According to the observations of Anastasia Marynovych, specialist in the field on alternative forms of education of MBO “BF “SOS Children’s Town” Ukrainesince the full-scale invasion began, the number of people wanting to adopt children into their family has increased.

They are often driven by the desire to give warmth and love, care and give them a future. But there is no single portrait – people with different stories and, accordingly, with different motivations come to study candidates for family forms of education. Conditionally, they can be divided into several groups.

Guardians Due to life circumstances, when a child loses his parents, relatives take him under his care. In this case, their main motivation is that the child does not end up in an institutional facility, but remains in the family.

Adoptive parents. The motivation for most of them is the desire to give the child love and a complete family. Usually, such parents have their own children, and they are prompted by some incident or even just a meeting to become foster parents for another child.

For example, we know volunteers who constantly traveled to the East of Ukraine, saw children and the conditions in which they live, and this motivated them to help and adopt children into their families.

Adoptive parents Usually these are people who do not have or cannot have biological children of their own for some reason, but want to have a complete family (in their words) by adopting a child. Often they choose adoption, mainly focusing on young children. In general, this motivation is probably 60%.

There are cases when people who have lost everything sought to adopt a child. Once a woman from Mariupol came to our training. She was ready to accept up to five children into the family; said that she understands how much the child needs a family, and wants to give it to them.

There are candidates who themselves were brought up in foster families or family-type children’s homes and now also have a desire to help children, as they once helped them.

At the same time, we are now observing another motivation – “hidden”. In this case, the main impetus for adopting a child into the family is to receive armor from mobilization. This motivation worries us a lot. After all, when the war ends, the question may arise as to what will happen next to these children who have “fulfilled their function” – will they remain in their families or not.

It also sometimes happens that people come to us for training, but then refuse because they understand how difficult it will be for them. And it is very good when the realization of this happens in time.

In our practice, there was a mature couple who already have adult children and grandchildren. But already after the first day of training, they gave up on this idea – because of their certain tragic circumstances, which they have not yet managed to survive.

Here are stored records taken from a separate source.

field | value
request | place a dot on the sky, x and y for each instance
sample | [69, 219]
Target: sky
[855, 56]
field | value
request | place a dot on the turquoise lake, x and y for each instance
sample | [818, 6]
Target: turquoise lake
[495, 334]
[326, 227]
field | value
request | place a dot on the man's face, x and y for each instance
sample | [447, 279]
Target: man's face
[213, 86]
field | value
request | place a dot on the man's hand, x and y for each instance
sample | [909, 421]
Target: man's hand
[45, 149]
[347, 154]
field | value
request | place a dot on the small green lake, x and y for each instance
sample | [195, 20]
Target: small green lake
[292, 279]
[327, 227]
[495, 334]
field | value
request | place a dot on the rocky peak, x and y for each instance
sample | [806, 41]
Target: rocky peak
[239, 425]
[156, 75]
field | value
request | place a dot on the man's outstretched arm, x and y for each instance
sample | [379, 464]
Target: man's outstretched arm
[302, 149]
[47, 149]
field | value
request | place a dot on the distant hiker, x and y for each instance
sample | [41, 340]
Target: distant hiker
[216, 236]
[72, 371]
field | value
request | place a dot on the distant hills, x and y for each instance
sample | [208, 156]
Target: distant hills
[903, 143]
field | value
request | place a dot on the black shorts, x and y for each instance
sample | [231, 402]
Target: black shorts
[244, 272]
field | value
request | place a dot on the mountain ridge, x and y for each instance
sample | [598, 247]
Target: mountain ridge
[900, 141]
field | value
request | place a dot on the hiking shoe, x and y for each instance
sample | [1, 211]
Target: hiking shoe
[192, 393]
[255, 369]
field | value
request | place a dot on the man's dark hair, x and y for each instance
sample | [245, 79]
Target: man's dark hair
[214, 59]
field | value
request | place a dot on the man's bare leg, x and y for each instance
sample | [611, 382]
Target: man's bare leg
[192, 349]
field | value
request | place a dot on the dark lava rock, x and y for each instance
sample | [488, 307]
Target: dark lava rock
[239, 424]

Another telling case is when people came as potential adopters and later decided to become adoptive parents. The motivation for them was the desire to give children a family, proper care, care and love. They wanted to adopt one child, but ended up taking three.

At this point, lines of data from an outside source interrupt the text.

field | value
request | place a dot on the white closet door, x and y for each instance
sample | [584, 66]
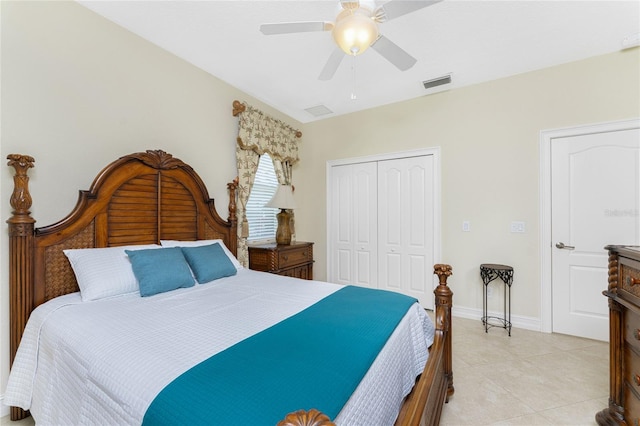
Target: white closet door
[405, 227]
[353, 227]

There are parents who are ready to accept a child with a disability and do everything to improve his adaptation in society. But these are isolated cases.

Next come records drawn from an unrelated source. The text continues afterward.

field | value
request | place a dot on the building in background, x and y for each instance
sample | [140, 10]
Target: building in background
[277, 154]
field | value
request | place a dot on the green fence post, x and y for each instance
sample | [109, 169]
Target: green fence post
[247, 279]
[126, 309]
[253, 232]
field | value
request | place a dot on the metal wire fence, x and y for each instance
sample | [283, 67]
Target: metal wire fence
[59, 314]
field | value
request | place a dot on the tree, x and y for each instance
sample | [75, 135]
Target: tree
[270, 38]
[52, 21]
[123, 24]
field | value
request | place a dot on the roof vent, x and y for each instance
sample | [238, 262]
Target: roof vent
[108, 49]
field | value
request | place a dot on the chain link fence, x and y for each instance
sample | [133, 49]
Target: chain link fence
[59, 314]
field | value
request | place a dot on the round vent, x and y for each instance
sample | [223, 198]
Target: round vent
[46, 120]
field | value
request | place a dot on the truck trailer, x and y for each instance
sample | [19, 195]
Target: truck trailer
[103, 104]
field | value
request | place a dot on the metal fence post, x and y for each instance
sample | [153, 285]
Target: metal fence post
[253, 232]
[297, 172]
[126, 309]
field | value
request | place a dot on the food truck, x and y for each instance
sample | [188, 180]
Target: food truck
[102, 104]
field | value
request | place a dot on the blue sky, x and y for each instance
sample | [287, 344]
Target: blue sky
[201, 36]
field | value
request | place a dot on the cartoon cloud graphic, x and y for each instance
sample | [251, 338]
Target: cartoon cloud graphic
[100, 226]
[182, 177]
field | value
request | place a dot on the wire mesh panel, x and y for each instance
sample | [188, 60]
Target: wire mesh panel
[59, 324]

All these examples testify to the gradual transformations in our society regarding the readiness to take children into families, the awareness of the harm of the institutional system for children and the development of family forms of upbringing as an inseparable component in ensuring the right of every child to grow up in a family. And if you have long been considering the issue of adoption or creating a foster family, a family-type orphanage, you can get all the necessary information about the requirements for candidates in the chatbot of the IBO “BF “SOS Children’s Town” Ukraine at link.

Anastasia Marynovychspecialist in the field of alternative forms of education of MBO “BF “SOS Children’s Towns” Ukraine, especially for UP. Life

Publications in the “View” section are not editorial articles and reflect exclusively the author’s point of view.